When it comes to communication, organizations need to know the financial literacy level of their members and find the right mix, says Peter Arnold, national practice leader for investment and defined contribution consulting, with Buck Consultants. “It’s about finding the right strategy for the right group of people. One collective strategy isn’t necessarily going to work.” He adds that there is going to be a spectrum of members with different financial literacy levels, and communications plans need to reflect that.
However, much of the confusion among plan members could simply be because companies are overwhelming them with information and options. The survey, which polled 150 Canadian employers, found that 57% of sponsors offer more than 10 investment choices—up from 40% in 2003.
“The more options you give employees, the less likely they are to actually make informed choices, and that can fuel investment by default,” says Arnold. “Generally speaking, a program with less options is going to be more cost-effective, is going to be simpler and easier to communicate and, chances are, can get members better engaged.”
Since plan sponsors feel that their members don’t fully understand their options, it’s no surprise that 86% of sponsors feel the investment education they are currently providing is inadequate. Providing more education in the future was identified as a top priority among the survey respondents.
“A lot of time and effort has been spent on education. I think the next five-year cycle is going to be a push on how members can get better advice,” says Arnold.
Currently, 59% of respondents say they use an outside vendor for investment education. Only 17% offer investment advice from an outside supplier.
In addition, plan sponsors say that adding investment modelling tools and introducing or changing the levels of company-matching contributions are among their future resolutions.
Other concerns that are top of mind with employers include governance and compliance issues (68%), benefit adequacy (68%), employee satisfaction (66%) and cost containment (64%). — April Scott-Clarke
At a Premium
In its latest budget, Alberta has decided to eliminate healthcare premiums starting in 2009, which could create a potential windfall for plan sponsors that pay all or part of the premiums in that province, according to Hewitt Associates. Currently, annual health premium rates in Alberta are $528 per individual and $1,056 per family. For a company in Alberta with 100 employees that pays provincial premiums, this could mean a savings of about $100,000 annually. The change could also have an impact on post-retirement benefits. Although healthcare premiums have already been eliminated for Albertans over age 65, some plan sponsors continue to pay premiums for those retirees under age 65.
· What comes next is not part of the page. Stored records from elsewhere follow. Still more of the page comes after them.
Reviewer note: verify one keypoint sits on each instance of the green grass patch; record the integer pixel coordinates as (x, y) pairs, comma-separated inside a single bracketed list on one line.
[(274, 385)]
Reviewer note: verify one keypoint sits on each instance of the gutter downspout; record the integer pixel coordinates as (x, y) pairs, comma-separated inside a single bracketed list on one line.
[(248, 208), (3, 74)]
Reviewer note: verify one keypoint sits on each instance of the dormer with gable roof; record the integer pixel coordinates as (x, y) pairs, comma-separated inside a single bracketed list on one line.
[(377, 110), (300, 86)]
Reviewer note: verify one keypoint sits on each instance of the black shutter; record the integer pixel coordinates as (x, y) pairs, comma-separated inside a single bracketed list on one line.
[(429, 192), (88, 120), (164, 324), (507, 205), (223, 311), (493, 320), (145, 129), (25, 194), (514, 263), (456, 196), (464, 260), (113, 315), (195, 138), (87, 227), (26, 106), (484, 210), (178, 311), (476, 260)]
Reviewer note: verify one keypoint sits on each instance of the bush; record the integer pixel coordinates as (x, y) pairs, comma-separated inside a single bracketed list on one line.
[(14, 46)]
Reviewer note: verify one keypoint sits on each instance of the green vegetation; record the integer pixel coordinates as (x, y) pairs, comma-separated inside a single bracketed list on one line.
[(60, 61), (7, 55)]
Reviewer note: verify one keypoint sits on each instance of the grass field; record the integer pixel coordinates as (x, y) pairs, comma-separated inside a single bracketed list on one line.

Morneau Sobeco and Shepell·fgi are joining forces in a deal that will double the size of the company. “Employers face increasing challenges in managing the health and productivity of their workforce,” says William Morneau, chair and chief executive officer of Morneau Sobeco. “Shepell·fgi’s recognized leadership in workplace health and productivity solutions will complement our firm’s leadership in pensions and benefits, and thereby serve a broader spectrum of organizations’ human resource management needs.” Each company will maintain its existing leadership team and brand identity, and will serve clients independently using its current service model.
The Award Goes to…
The Canadian Pension & Benefits Institute’s board of directors has selected David Kapeluck as the first recipient of its National Volunteer of the Year Award. He has been involved with the organization for nearly two decades in a number of roles. The regional volunteer winners are Wendy Brodkin (Ontario), Ryan Johnson (Atlantic), Gale Feindel (Manitoba), Narinder Kempa (Saskatchewan), Tony Martin (Northern Alberta), Larry Findlay (Southern Alberta) and Anthony E. May (Pacific).